L’Italia dei Donadi

Nei giorni caldi di agosto si possono anche affrontare riflessioni più leggere e meno centrali per le magnifiche sorti e progressive della politica italiana, per esempio il futuro dell'Italia dei valori.

Pare che il partito di Antonio Di Pietro viva un travaglio esiziale. E' superato in populismo da Beppe Grillo e il suo movimento. E' tagliato fuori dalla coalizione dei progressisti perché il Partito democratico non gli perdona gli attacchi al Quirinale. Non ha futuro nel dialogo tra progressisti e Udc perché Pierferdinando Casini può fare patti con Nichi Vendola (forse) ma non riuscirebbe nemmeno a immaginarli con l'ex pm.

In più, ci sono perfino delle divioni interne apre e dure. Leoluca Orlando dice che va d'accordissimo con Di Pietro (intervista al Mattino) ma aggiunge: lui è il capo, io sono il leader… Luigi De Magistris ricorda ogni due per tre che comunque lui non si è mai iscritto all'Italia dei valori: è – diciamo – come un indipendente di sinistra di un tempo… Perfino Massimo Donadi attacca Tonino: "Ha copiato i 5 Stelle anche con i leader trasformati in zombie. Ma gli elettori scelgono l'originale, non l'imitazione". Ecco, questo è il punto.

Gli elettori scelgono l'originale. Ho sempre pensato e penso tuttora che quello tra Di Pietro e Donadi sia (o per lo meno sia stato a lungo) un gioco delle parti: uno fa il capo combattente e spregiudicato e l'altro fa l'ala moderata del movimento e tiene aperto il dialogo con tutti gli altri. Comunque, anche ammesso invece che ora la rottura sia sincera, viene da riflettere su altri due punti.

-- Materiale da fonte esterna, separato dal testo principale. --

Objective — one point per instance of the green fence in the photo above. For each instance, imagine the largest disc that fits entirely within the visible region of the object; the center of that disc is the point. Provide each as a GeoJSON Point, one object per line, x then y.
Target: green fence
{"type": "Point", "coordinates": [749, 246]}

Il primo. Se è vero com'è vero che gli elettori scelgono l'originale, Donadi farebbe bene a riflettere sul fatto che le scissioni nei partiti "personalistici", cioè con un forte leader carismatico, non portano mai bene a chi le compie. Anzi.

Il secondo. E' possibile che l'Italia dei valori abbia perso per sempre la sua spinta propulsiva. Del resto, se Walter Veltroni, in uno dei pochi ma gravi errori commessi durante l'ultima campagna elettorale, non gli avesse dato l'apparentamento, forse oggi non esisterebbe nemmeno più. Ma la spinta è quella di Di Pietro. In questo Di Pietro e l'Italia dei valori sono quanto di più simile a Silvio Berlusconi e al peso, fatte le dovute proporzioni, che il Cav. ha sul suo partito.

Se Donadi facesse una scissione per andare con il Pd, gli elettori sceglierebbero l'originale, cioè o il Pd o il fronte antagonista-dipietrista.

  • nonunacosaseria |

    donadi è nessuno rispetto a di pietro, orlando e de magistris. per cui, sì: se facesse una scissione per fare il suo partitino sono d’accordo che non se lo filerebbe nessuno. mi par di capire, però, che se donadi uscisse dall’IdV il suo approdo sarebbe o SEL o il PD, al limite la futura lista civica che però ancora non esiste. in tal caso, non vedo perché non potrebbe essere rieletto in parlamento.
    il punto, però, a mio avviso è un altro e ne abbiamo avuto un primo assaggio venerdì scorso con l’editoriale “svendola” firmato da travaglio sul fatto quotidiano. ossia, una campagna elettorale dai toni esasperati, con donadi equiparato dai suoi ex compagni di partito a un cicchitto o a un dell’utri.